Little arms like to wrap themselves around big things. There’s the Matchbox car, which is fine, and then there’s the combine harvester. There’s playing with a doll in a bucket of water, and then there’s putting on a wedding dress.
We were five, and though our bodies were small, our dreams were big. Great battles, great occasions, great mountains, and great monsters. These are the stuff of childhood dreams.
There was a time when King David rode into town giving thanks to God for the conquest of ten thousand. In later years he was simply thankful for a warm bed (1 Kings 1:1). And my great-grandfather, a veteran of the war, was not putting it on when his eyes lit up at the gift of a stone or a seashell.

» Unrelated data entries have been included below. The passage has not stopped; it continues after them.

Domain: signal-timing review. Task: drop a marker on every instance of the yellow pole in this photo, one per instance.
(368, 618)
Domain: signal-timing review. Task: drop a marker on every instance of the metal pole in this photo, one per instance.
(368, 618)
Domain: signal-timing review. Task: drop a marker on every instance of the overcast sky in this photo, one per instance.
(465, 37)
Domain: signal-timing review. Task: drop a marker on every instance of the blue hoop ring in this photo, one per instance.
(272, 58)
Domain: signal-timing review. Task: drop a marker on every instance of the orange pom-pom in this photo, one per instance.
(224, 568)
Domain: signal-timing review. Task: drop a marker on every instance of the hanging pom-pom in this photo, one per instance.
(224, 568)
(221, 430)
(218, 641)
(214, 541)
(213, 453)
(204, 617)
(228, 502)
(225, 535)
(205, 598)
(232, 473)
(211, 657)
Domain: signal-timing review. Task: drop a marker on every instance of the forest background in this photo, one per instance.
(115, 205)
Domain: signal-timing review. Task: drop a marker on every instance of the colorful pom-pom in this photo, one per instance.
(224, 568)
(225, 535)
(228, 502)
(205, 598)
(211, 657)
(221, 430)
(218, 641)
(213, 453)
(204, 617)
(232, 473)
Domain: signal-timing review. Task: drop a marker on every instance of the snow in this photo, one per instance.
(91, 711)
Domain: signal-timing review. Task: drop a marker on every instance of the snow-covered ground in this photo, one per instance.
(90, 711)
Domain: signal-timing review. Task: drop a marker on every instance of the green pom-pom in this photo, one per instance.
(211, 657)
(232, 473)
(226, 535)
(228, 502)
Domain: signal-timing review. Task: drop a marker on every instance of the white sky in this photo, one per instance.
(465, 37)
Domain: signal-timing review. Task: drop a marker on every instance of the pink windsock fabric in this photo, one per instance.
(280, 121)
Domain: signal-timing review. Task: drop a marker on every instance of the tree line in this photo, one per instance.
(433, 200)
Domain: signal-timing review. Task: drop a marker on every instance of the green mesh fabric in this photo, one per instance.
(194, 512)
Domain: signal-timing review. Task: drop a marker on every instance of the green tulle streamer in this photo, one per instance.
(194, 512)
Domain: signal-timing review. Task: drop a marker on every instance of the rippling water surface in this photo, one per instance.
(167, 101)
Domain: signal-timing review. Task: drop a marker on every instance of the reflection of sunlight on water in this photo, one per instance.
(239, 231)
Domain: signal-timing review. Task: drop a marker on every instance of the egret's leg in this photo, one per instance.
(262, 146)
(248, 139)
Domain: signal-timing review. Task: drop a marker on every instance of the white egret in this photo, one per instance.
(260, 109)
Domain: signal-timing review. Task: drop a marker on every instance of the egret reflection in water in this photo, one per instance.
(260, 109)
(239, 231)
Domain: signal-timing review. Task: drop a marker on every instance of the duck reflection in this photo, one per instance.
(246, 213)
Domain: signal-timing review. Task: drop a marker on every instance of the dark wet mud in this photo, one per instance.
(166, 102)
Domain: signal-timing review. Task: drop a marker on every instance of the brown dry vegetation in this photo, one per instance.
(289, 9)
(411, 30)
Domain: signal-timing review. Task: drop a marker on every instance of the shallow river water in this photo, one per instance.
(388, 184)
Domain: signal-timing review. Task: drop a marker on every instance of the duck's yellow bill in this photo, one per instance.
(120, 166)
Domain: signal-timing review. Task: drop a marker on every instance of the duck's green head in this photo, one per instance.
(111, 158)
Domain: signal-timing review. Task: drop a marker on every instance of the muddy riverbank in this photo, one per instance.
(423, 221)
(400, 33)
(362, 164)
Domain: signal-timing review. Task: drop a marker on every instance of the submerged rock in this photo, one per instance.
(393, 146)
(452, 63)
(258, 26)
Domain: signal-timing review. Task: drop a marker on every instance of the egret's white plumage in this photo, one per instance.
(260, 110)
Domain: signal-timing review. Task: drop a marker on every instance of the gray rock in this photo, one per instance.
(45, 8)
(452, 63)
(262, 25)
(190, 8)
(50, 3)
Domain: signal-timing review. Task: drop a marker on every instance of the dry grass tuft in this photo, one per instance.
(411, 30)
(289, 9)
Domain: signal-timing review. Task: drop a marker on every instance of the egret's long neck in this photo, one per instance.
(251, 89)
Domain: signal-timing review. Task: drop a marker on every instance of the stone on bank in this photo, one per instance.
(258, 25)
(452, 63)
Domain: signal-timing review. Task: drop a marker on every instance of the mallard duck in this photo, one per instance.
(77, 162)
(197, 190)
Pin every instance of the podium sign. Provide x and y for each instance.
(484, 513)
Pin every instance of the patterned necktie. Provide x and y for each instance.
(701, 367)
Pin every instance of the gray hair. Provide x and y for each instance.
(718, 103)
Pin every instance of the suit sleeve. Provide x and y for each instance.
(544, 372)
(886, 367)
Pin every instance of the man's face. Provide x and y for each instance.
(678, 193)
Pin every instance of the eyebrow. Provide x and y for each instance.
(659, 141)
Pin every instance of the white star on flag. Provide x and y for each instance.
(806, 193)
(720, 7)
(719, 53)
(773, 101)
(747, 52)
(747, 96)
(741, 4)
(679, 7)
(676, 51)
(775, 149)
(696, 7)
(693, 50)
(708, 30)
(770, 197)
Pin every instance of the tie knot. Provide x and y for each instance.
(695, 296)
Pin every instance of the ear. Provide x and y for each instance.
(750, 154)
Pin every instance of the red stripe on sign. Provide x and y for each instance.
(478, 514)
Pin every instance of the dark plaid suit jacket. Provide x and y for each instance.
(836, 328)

From five to fifty, and a curious thing has happened. Quite unexpected and unplanned, but I notice that I no longer dream of slaying Leviathan or climbing mountains. Instead, I lie on my bed at night thanking God for the roof, or a ripe tomato, or a chair.
It’s not weariness, or resignation, or necessity or decay. It’s some kind of letting go. It’s (ironically) a childlike joy over the lesser things.
“He must increase, but I must decrease.” (John 3:30)
I still hope in God for big things. But I am learning contentment by needing and wanting less, not more.
Jesus walked the earth raising the dead, turning water into wine, and celebrating God’s goodness with great feasting. But when it came to His final hour and the most extraordinary of all His works; when it came time to throw down the devil and defeat sin through death on a cross; right when He was in the middle of recreating heaven and earth, yes, at that moment, Jesus turned to His disciple John and said, “look after mum.”
John would, of course, go on to greater things, but not before the lesser things. Godliness and contentment here would provide the foundation for godliness and contentment there (Luke 16:10).
And so I am discovering contentment here. I am learning to be glad and thankful and take care of that thing in front of me today.
Now if the good Lord should add godliness to that contentment I will consider it great gain (1 Timothy 6:6).